Christianizing the Germans, Militarizing the Church (Book Notes: Fighting For Christendom)
In Fighting For Christendom: Holy War and the Crusades, Christopher Tyerman writes:
War occupied a central place in the culture as well as politics of the Germanic successor states to the Roman Empire from the fifth century. The great German historian of the origins of the crusading mentality, Carl Erdmann, argued that for the new rulers of the west war provided ‘a form of moral action, a higher type of life than peace’. Heavily engaged in converting these warlords, the Christian Church necessarily had to recognize their values, not least because, with the collapse of the Roman civil institutions, economic and social order revolved around the fiscal and human organization of plunder, tribute, and dependent bands of warriors held together by kinship and lordship.

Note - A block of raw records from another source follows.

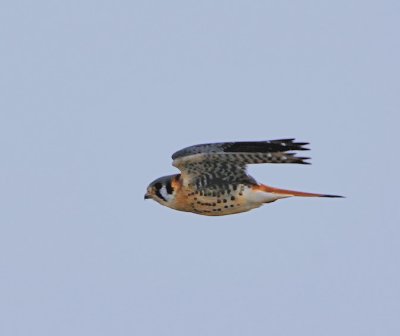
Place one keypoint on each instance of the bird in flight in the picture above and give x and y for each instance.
(214, 182)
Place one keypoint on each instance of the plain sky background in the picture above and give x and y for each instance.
(94, 98)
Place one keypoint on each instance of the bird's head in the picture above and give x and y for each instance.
(162, 190)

Notice how pragmatic Christian leaders had to be — and ultimately accepted being. It certainly would have been preferable for them to get German warlords to give up their warrior values, but that simply wasn’t an option if Christianization was to occur. They were faced with a stark choice: not Christianize or compromise on the nature of Christianity, allowing (or even helping) aspects of warrior culture to be incorporated into Christian doctrine.
Christian leaders went with the latter and were ultimately successful at Christianizing the Germanic tribes — but at a price:
Their Gods were tribal deliverers of earthly victory and reward. It has been said that the early medieval army, the exercitus, assumed a role as the pivotal public institution in and through wish operated justice, patronage, political discipline, diplomacy, and ceremonies of communal identity, usually with the imprimatur of religion, pagan or Christian.

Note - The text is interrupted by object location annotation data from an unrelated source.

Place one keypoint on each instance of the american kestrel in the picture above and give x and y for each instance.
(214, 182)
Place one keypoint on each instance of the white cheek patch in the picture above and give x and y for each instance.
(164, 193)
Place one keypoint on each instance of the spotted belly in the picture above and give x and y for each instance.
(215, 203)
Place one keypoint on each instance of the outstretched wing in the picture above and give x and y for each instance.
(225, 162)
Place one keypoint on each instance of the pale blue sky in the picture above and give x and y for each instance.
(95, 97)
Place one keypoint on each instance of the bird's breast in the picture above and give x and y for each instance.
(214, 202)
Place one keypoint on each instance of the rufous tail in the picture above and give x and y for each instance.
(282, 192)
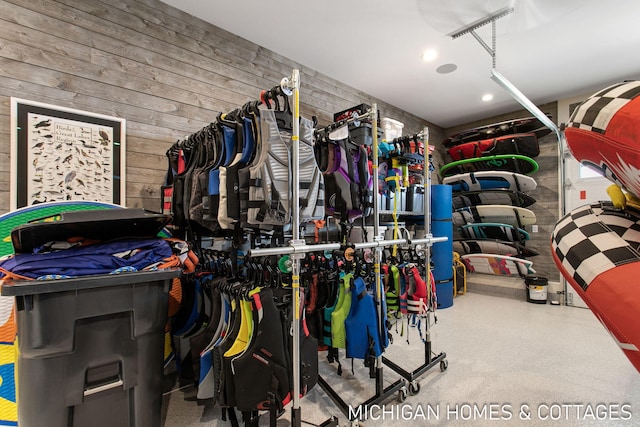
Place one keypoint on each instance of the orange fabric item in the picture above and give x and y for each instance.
(615, 305)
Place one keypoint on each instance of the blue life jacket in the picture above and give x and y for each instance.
(363, 337)
(102, 258)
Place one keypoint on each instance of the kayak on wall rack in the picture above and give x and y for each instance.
(496, 196)
(503, 162)
(503, 214)
(484, 180)
(494, 130)
(525, 144)
(492, 246)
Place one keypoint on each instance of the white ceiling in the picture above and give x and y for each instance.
(549, 49)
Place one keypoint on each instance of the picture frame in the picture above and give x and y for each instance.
(60, 154)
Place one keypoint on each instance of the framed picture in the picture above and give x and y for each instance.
(62, 154)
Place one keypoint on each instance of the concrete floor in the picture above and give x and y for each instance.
(507, 359)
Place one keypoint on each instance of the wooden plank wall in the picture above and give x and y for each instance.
(546, 194)
(167, 73)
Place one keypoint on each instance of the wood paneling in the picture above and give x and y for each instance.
(167, 73)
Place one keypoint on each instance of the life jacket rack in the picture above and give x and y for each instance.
(297, 248)
(425, 244)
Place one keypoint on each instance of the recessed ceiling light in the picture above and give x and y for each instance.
(429, 55)
(446, 68)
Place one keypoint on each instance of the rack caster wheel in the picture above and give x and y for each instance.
(414, 388)
(402, 394)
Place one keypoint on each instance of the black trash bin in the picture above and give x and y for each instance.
(91, 349)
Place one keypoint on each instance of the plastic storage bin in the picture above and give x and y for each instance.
(536, 289)
(91, 349)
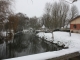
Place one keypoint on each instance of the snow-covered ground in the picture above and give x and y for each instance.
(72, 42)
(61, 38)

The effect of the conversion of these Germanic peoples worked in two directions: the Christianizing of their warrior ethic and the militarizing of the church. [...]
In the eighth-century Anglo-Saxon “Dream of the Rood,” Christ is depicted as ‘the young warrior’, ‘the Lord of Victories’; death on the cross as a battle, with heaven as a sort of Valhalla. A ninth-century Old German poetic version of the Gospel story shows Christ as a lord of men, ‘a generous mead-giver’, his disciples a war band traveling in worships, Peter ‘the mighty noble swordsman’. While fiercely resisted by many academics and monks, this militarized mentality received the powerful confirmation of events.
Jesus as a young warrior, Heaven as Valhalla, the disciples as a war band... I wonder how much the earliest Christians would have recognized this sort of Christianity. Indeed, would they have even accepted it as a valid form of Christianity in the first place? Perhaps not, but this doesn't mean that it wasn't a valid form — it was valid for the Germanic warrior tribes of the era and was the only sort of Christianity they were likely to have adopted.
It is disconcerting, and perhaps not entirely coincidental, that one of the few other instances when Christianity became more militant and violent also occurred in Germany. In the early 20th century, German theologians developed a "war theology," according to which God acted in human history through nation-states and the German nation was a special instrument of God. Developments like this are part of what allowed Adolf Hitler and the Nazis so appealing to so many Christians in Germany.